ChanGements pour l’Égalité. En choisissant ce nom, nous donnons priorité à l’égalité sociale, comme finalité de notre action.
Or notre manifeste attache autant d’importance à deux autres finalités : la démocratie et le développement durable. Par ailleurs, dans les objectifs généraux affirmés par le décret Missions, produit d’un compromis entre des sensibilités politiques différentes, ces finalités n’apparaissent qu’en filigrane.
Voilà deux raisons de clarifier le sens de notre action. En mettant les points sur les “i”.
Si le triptyque égalité-démocratie-rapport à la nature désigne bien les grands défis de notre époque, l’École a une responsabilité plus grande face à l’égalité, en Belgique francophone en particulier.
Égalité
L’enquête PISA1 a montré qu’ici, plus que dans tout autre pays avancé, les adolescents sortent de l’enseignement obligatoire avec des compétences – et en particulier une maitrise de la langue commune – inégales. Inégalité qui reproduit l’inégalité économique des milieux où leurs familles sont inscrites et qui leur promet une insertion professionnelle encore plus inégale.
Or, on sait dans quelles voies aller pour estomper les facteurs culturels de l’inégalité. D’abord, les enseignants doivent être plus attentifs aux ” rapports aux savoirs “2 de leurs élèves, rapports différents selon les familles et leurs milieux socioprofessionnels.
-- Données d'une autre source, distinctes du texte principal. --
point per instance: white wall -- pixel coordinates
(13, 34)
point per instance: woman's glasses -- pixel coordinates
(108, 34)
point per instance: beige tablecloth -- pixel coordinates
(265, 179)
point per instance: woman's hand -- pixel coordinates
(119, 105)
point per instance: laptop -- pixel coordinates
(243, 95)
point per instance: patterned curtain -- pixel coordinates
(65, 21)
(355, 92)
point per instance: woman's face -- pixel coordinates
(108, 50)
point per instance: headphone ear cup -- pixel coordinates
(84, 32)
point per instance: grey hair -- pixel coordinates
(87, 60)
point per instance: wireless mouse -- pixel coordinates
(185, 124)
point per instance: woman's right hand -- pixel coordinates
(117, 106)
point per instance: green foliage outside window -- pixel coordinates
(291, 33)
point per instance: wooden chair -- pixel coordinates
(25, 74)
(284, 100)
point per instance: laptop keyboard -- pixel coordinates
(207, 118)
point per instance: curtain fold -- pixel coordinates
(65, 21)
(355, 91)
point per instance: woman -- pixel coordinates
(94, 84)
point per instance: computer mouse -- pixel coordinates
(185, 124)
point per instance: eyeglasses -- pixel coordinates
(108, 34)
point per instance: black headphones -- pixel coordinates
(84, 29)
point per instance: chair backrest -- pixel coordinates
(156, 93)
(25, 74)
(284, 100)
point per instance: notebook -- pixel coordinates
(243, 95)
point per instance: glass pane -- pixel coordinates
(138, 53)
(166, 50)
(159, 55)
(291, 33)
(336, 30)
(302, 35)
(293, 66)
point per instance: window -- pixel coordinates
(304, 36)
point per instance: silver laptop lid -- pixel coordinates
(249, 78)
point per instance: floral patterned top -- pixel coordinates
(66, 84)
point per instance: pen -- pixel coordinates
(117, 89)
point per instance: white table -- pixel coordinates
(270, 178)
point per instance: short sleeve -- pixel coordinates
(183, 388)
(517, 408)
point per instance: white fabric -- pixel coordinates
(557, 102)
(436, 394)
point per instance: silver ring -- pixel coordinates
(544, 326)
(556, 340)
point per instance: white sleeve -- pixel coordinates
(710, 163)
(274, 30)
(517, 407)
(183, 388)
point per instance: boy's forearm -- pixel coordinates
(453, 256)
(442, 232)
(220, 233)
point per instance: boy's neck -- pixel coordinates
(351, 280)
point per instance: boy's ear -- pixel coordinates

On peut approcher ce rapport au savoir en observant les élèves, mais aussi en parlant avec les parents. Encore faut-il aux enseignants une grille pour interpréter leurs observations et des méthodes pour y adapter leurs pratiques pédagogiques, donc une formation adéquate.
Ensuite, les écoles-ghettos, pour pauvres et pour riches, produit d’un quasi-marché scolaire particulièrement actif en Belgique3, doivent s’ouvrir aux populations des autres, pour constituer des classes socialement hétérogènes, où l’apprentissage peut être plus efficace. Pour y parvenir, les écoles devraient recevoir un budget d’autant plus important que leurs élèves, issus de milieux pauvres, ont plus de difficultés scolaires : elle pourraient ainsi s’attacher des enseignants plus compétents et, par là, attirer moins difficilement des élèves de milieux aisés. Encore faut-il qu’une telle discrimination positive, au sens profond du terme, soit acceptée par une majorité de citoyens. Or, ceux-ci sont inspirés, sur ce thème, par leurs aspirations de parents.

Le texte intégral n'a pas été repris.